Nei primi 40 giorni di guerra sono entrate in Italia in media 2mila persone al giorno.

Di queste, il 51,5% erano donne (42.879 persone), il 10,3% uomini (8.851) e il 38,1% minori (31.670). Secondo quanto comunica il ministero dell'interno, le città di destinazione dichiarate all'ingresso in Italia sono Milano, Roma, Napoli e Bologna.

Al momento non vengono rilasciati i dati di quanti profughi ucraini siano attualmente ospitati nel sistema di accoglienza. Inoltre, come abbiamo denunciato più volte, sul cruscotto giornaliero del ministero dell'interno vengono pubblicati quotidianamente solo i dati relativi agli sbarchi via mare, e non gli ingressi via terra, come nel caso dei migranti provenienti dalla "rotta balcanica", o da poco più di un mese, dall'Ucraina.

Pochi ucraini ricorrono all'accoglienza

Pur mancando dati organici messi a disposizione dalle amministrazioni pubbliche, torna nuovamente utile l'audizione di Lamorgese. La ministra afferma che delle 75.115 persone arrivate in Italia al 29 marzo scorso, solo 5.600 risultano inserite nel sistema di accoglienza. Di queste 5.301 sono nei centri di accoglienza straordinaria (Cas) e 299 nel sistema di accoglienza e integrazione (Sai). Meno di un profugo ucraino su 10, insomma, entra in un centro.

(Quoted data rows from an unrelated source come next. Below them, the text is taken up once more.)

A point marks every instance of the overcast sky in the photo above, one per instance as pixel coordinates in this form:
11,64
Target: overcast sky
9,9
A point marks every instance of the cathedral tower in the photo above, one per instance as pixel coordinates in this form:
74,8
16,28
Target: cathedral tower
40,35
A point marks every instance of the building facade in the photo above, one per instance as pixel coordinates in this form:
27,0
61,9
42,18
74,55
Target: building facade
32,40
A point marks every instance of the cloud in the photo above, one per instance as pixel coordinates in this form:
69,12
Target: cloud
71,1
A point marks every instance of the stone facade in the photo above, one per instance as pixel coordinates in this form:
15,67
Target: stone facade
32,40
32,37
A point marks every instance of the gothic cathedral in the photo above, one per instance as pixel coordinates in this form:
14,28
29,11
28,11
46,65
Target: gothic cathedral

7,46% degli ucraini entrati in Italia dal 24 febbraio al 29 marzo 2022 hanno aderito al sistema di accoglienza.

Quindi parliamo, almeno finora, di un numero di posti occupati inferiore rispetto a quelli finanziati recentemente dal governo: 8mila, come abbiamo raccontato nei giorni scorsi.

Se in pochi hanno aderito all'accoglienza, in pochissimi hanno richiesto la protezione internazionale.

I motivi per i quali una così bassa quota di rifugiati decide di non entrare nel sistema di accoglienza sono diversi. Uno delle principali è dovuto alla presenza di una folta comunità ucraina che già viveva nel nostro paese prima del conflitto. Al 1 gennaio 2021, infatti, gli ucraini in Italia erano 255mila, e costituivano la quinta comunità straniera più popolosa, dopo quelle provenienti da Romania, Marocco, Albania e Cina.

Questo ha fatto sì che con l'invasione russa si attivassero, in Italia come in Europa, numerose reti familiari e sociali da parte degli emigrati ucraini che già vivevano fuori dal loro paese di origine.

Infine, un ultimo elemento riferito dalla ministra Lamorgese è indicativo: al 29 marzo le domande di protezione internazionale presentate erano solo 679. Si tratta di un dato che da un lato restituisce la speranza di molti di poter tornare presto in patria, e dall'altro dimostra quanto la stragrande maggioranza delle persone fuggite punti alla protezione temporanea prevista dalla direttiva 55.